The fact remains, Apple does not need the ultra high end for the bulk of their lineup. As result, completely disregarding AMD makes little sense, as long as they happen to meet up with Apples goals.

RE: Intel's good for a few years
By FITCamaro on 5/19/2011 3:25:25 PM , Rating: 1
I'm fully aware of their lineup. As the previous reply stated, they just finally updated to this from C2Ds after a couple years.

Hell I'm typing this from a 15" MacBook Pro with a 2.2GHz Sandy Bridge CPU, ATI 6750, and 8GB RAM. All running on Windows 7 Professional 64-bit. Suck it Mac fans.

RE: Intel's good for a few years
By HrilL on 5/19/2011 3:07:16 PM , Rating: 2
I could actually see AMD taking the MacBook Air away from Intel. People want better graphics and AMD solves that on the cheap and the CPU is not much slower than that of the air.

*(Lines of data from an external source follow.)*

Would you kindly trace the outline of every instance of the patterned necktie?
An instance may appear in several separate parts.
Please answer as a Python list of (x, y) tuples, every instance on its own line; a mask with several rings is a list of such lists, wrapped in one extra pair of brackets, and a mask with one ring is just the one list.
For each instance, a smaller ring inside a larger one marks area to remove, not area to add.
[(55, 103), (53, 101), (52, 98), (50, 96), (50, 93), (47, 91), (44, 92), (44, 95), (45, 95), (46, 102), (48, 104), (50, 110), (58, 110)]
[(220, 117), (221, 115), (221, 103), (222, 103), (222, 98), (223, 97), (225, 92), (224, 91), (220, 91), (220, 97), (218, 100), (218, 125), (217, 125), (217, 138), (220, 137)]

RE: Intel's good for a few years
By corduroygt on 5/19/2011 7:12:41 PM , Rating: 1
People want better graphics

No they don't, not the majority of Mac users, nor PC users for that matter. If people wanted better graphics, Intel graphics wouldn't be this popular.

RE: Intel's good for a few years
By Exodite on 5/19/2011 7:27:09 PM , Rating: 2
Doubtful, especially for the MBA.

You're not going to be gaming, at least not as far as AAA games are concerned, on an ultra-portable and AMD's deficiency in the power consumption comparison would be a significant drawback in a slim machine with little space to cram additional battery cells inside.

If there's one end of the spectrum that could possibly benefit from running ARM SoC solutions it's likely the MBA, purely due to battery concerns. Heck, it's running an 1.4GHz C2D right now so it's not like people buy them for performance!

As for the general ARM-in-Macs discussion I'd worry more about the iOS trends in MacOS X than I would about ARM CPUs. I have friends who very much enjoy their Macs but wouldn't touch an iPhone with a 10ft pole, which leads me to believe that Apple might well be alienating actual computer users by trying to homogenize their platforms.